The economy runs into its ‘speed limit’ in the U.S.: continuing to press the accelerator can be dangerous

Economy United States

The takeoff of the economy after the covid-19 recession has been more than remarkable. Growth forecasts for U.S. GDP this year and next haven’t stopped rising… until a few weeks ago. The economy may have reached its speed limit (speed limit). Stepping on the accelerator harder at this point will only serve, in the short term, to generate more inflation (a fine that can have a high cost) and aggravate some of the problems that are already affecting supply.

Shortage of materials and components, bottlenecks in key infrastructures for international trade, skyrocketing energy prices, difficulty finding workers in some sectors… The recovery in demand (globally) has been so rapid and sudden that supply is being unable to keep up.

In the end, in a crisis of this type, the demand ‘only’ needs the restrictions and confidence to be lifted to return in style (it must be taken into account that the government safety nets have ‘filled’ the pockets of consumers during the worst of the crisis), but the offer cannot go from zero to one hundred in such a short time.

Reopening, hiring suitable personnel and putting all the machinery to work to meet the current demand and part of the past (dammed demand) is not easy. For this reason, the supply tends to be more rigid in the very short term (especially after a period of stoppage such as the one caused by the covid) than the demand, as is currently being observed. Supply sets the limit speed (the capacity for long-term growth) and if demand exceeds it, what happens is that there is an increase in prices. 

This is known as the ‘speed limit effect’ or simply ‘speed limit’. The rating agency Fitch has titled its latest forecast report with precisely those words, which initiate a downward revision of the global growth of the economy. From Fitch “they expect world GDP to grow 6% in 2021, slower than the 6.3% growth forecast in June. Supply constraints are reducing the pace of recovery and have revised down the forecast for the US GDP by 2021 at 6.2% from 6.8% in June. A larger proportion of demand growth is being transformed into price increases and inflation forecasts have been revised upwards again.” If demand continues to be stimulated through expansionary fiscal and monetary policies,  the result may be stagflation.
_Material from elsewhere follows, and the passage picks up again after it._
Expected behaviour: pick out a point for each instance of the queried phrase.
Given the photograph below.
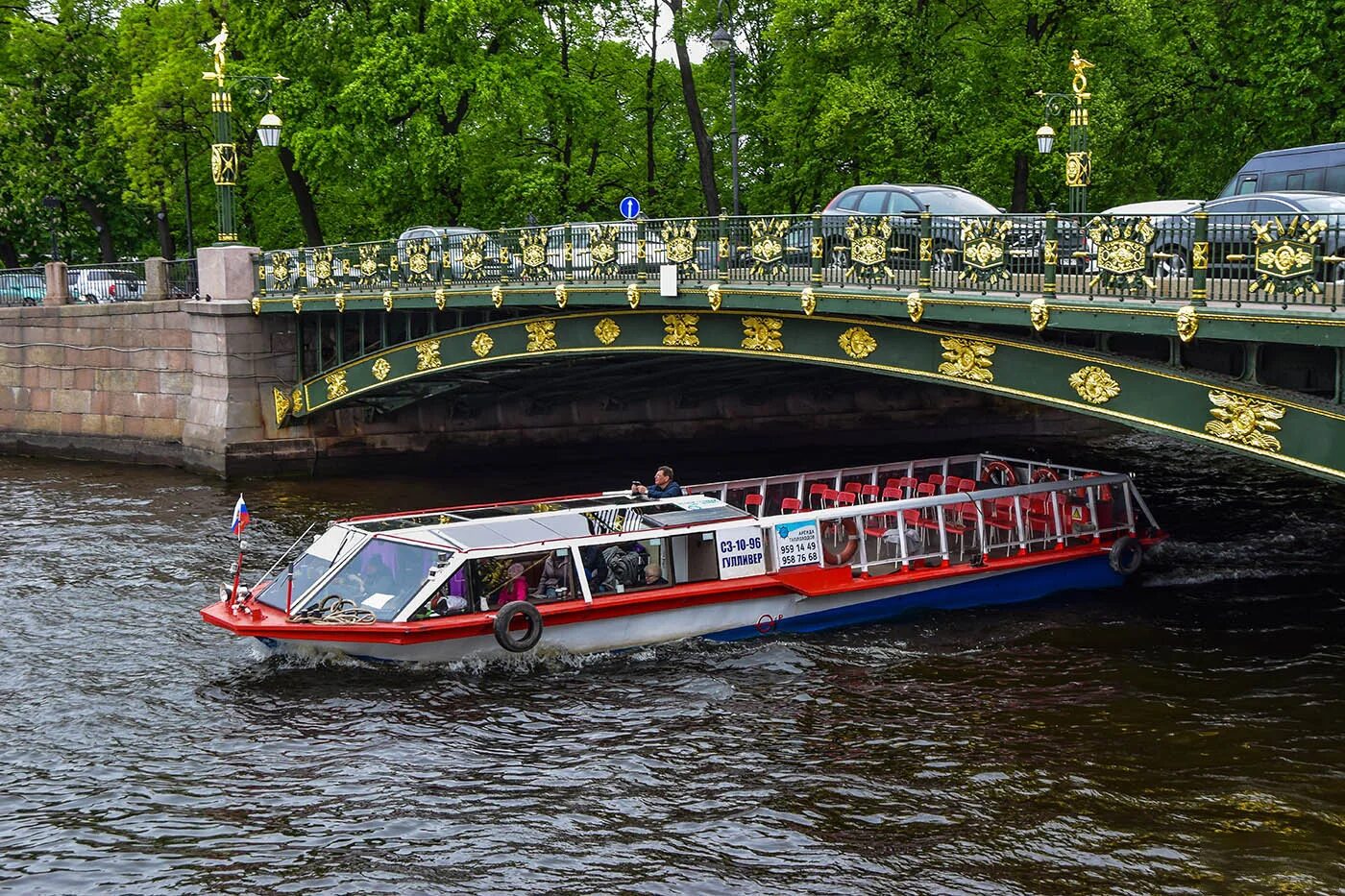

World GDP is expected to grow by 6% this year, the fastest rate since 1973. But this rate could have been even higher if everything that is being demanded could have been produced (although the economy has not yet reached its potential GDP, the speed limit effect is preventing that ‘maximum’ GDP from being reached sooner).

In the case of the US, the expected growth of 6.2% hides even more exceptional rates in specific areas. US consumer durables spending increased 34% annually in real terms in the second quarter of 2021, leaving it 28% above its pre-pandemic level. “This rapid increase in the demand for durable goods would have broken even the most elastic supply curves of the industries… Still, it can be said that the boom in demand for durable goods has been so strong that the supply has not been able to follow the rhythm”.

The economy in the U.S.

Labor shortage

On the other hand, the labor shortage also appears to be largely due to the rate at which demand has recovered once the services sector has reopened. The reopening has ‘brought back to life’ the most labor-intensive branches of the service sector, such as leisure and transport, but now they have a problem finding workers

This is, in many ways, the ugly side of recovery. And it is that many of these branches of the service sector have already endured the worst part of the covid crisis and now they cannot find workers. Current health concerns (and public benefits) appear to be discouraging workers from returning to occupations where social contact is one of the pillars of work. This shortage is also triggering wages in the sectors that suffer the most, where wages are rising by around 10% a year right now, which in turn can further fuel demand itself and create a dangerous spiral.

A strong global recovery

Adding to the U.S. domestic problems is the global recovery, which has caused disruptions in supply chains. Semiconductors – chips that go into cars, game consoles, or household appliances – have been a key bottleneck. Supplier delays for US manufacturers have reached levels last seen in the 1970s, they say from Fitch.

“Auto production has been affected and shortages of goods are likely to persist well into 2022. Short-term inflationary pressures have intensified. The cost of inputs used by U.S. companies is rising at the fastest rate. in 40 years”, they warn from the rating agency. Keeping on the gas now can be an expensive mistake.

This week, Jerome Powell, Fed chairman, acknowledged that bottlenecks and shortages of certain inputs are not diminishing, putting further pressure on prices while weighing on real growth. The Fed had to use a tougher tone than expected in the face of rising inflation risk.

Danske Bank experts warn in a note that recent economic data has highlighted the risk of a stagflationary scenario in which growth weakens more than expected but high inflationary pressures continue.

While from the investment bank Natixis also warn that the pressure on prices could be beginning to sustain itself. In addition, the pressure on inflation could increase if the Biden Administration ends up getting the billionaire stimulus plans approved, which would give another boost to the demand for goods, services and workers (the infrastructures that Biden wants to renovate and build need a labor that is already very scarce).